Cyg-nus Black. Cyg-nus Black.
He'd always hated that name. It reeked of ancient times, having been borrowed from a centuries-old father's father, like a reminder that his family had once been great. That's all he was destined to be: a reminder.
They mispronounced it in class, whispered it in the common room, spat it at him in the halls. Cyg-nus Black, they taunted. Sickness Black. Stay away from him, or he'll infect you! It spread like the plague, and soon even his own brother was tentatively adding that extra k sound between syllables. He didn't bother to correct them; it was too late to stop the habit that had become fact.
Two
He was glad that his marriage was arranged – he didn't think he'd have been able to find love otherwise.
It wasn't that his wife wasn't agreeable. Druella Rosier, twenty-five years old to his nineteen, was pleasant and enchanting and absolutely beautiful. Sin-yus, she'd call to him in her charming French lilt (so beautifully free of ks), won't you come to the parlor?

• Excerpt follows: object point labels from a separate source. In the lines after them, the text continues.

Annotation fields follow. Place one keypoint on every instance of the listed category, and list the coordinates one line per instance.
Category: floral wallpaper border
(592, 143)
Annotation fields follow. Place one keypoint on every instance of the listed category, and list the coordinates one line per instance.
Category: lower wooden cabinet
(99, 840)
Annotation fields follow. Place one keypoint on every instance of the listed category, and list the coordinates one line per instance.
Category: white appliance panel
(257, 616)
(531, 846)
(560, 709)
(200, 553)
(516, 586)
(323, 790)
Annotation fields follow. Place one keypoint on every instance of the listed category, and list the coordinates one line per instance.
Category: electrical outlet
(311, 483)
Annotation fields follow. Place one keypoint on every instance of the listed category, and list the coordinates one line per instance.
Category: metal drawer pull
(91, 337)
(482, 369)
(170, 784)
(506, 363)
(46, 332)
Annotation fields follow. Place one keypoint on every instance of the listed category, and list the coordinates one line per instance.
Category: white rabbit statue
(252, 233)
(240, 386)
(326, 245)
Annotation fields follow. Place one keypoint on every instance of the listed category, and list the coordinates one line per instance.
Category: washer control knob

But he didn't think his parents would ever have allowed him to find his own love, even if he could have – not the kind of love he'd have looked for, anyway. He'd have been struck off the tree in an instant. So Druella was fine, and his daughters were fine, and he wouldn't pretend it any other way.
one
He really didn't know what to believe anymore.
He had seen his eldest daughter go to the Dark Lord's side, making the family proud, the youngest following in her wake. He had seen the middle child betray him, fleeing to the Mudblood's side. And now he saw his wife, the one he had grown to admire in a way he hadn't thought himself capable, face-down on the bedroom floor, black-and-gray hair protecting her blood-spotted face from his sight.

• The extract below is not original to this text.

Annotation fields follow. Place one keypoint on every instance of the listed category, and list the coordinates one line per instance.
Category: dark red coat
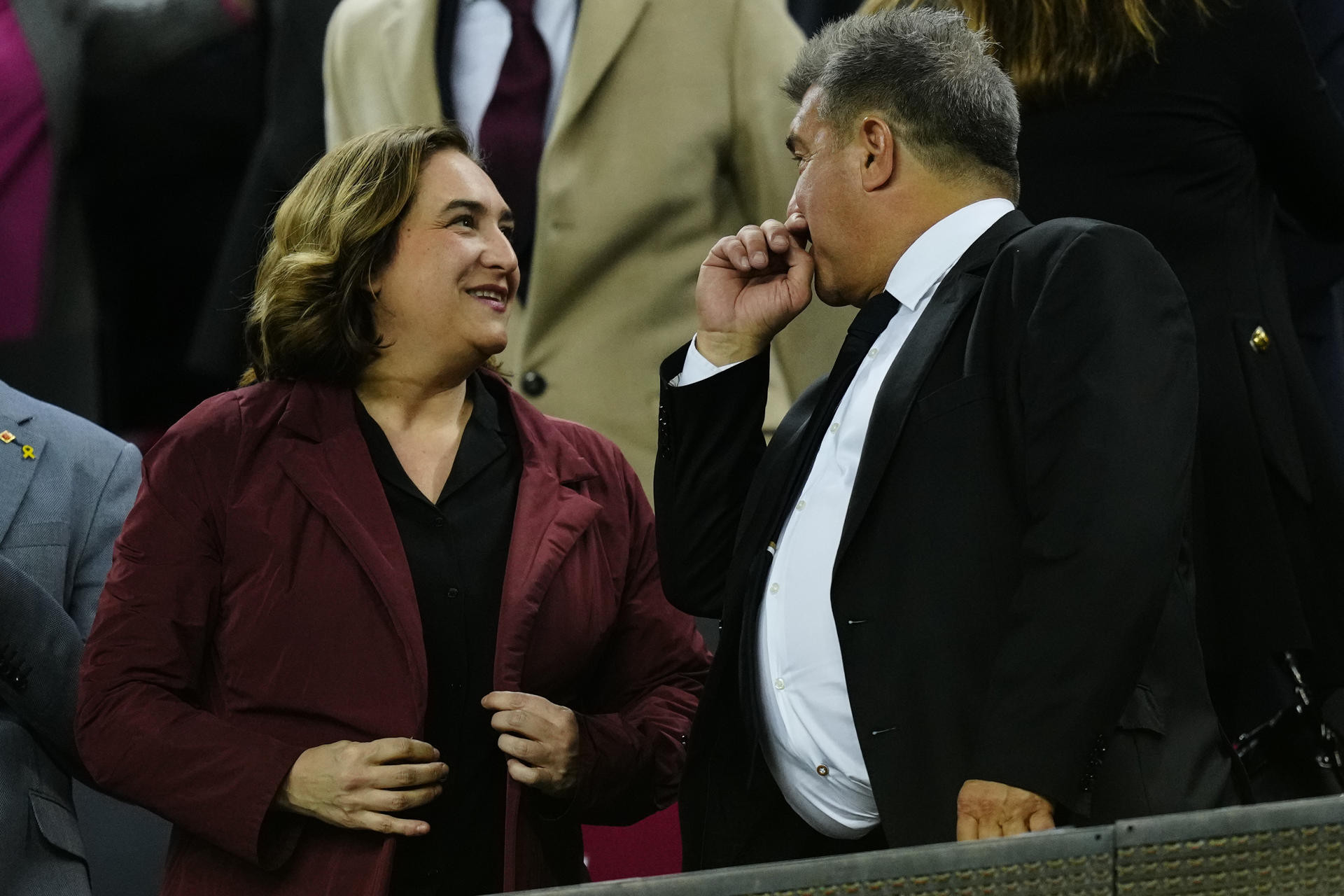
(260, 603)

Bellatrix had almost been too obvious. Her narrow dislike for her mother's indifference to this reign of terror had been prevalent at a young age, and he couldn't believe he hadn't curbed it then.
Can't you? something asked him. Would you really have done it?
He knew inside that he was too much of a coward to defy his family, that all-encompassing source of power that only seemed to grow more intimidating with time. He wouldn't (couldn't) show anything besides the utmost respect for that thing which he dreaded – which had killed his Druella! – and rebelling would hand him the same fate on a silver platter, delivered by the daughter he had almost loved with all his heart.
Sometimes, though, he wondered if that wouldn't be better – because what was the point of his existence if he didn't have something to live for?
Cygnus Black, the sickness of lies and false honor, lives on.
A/N: Written for brazensers's Unknown Character Competition and published a whole thirty minutes before the deadline. Procrastination at its finest. Hope you enjoy!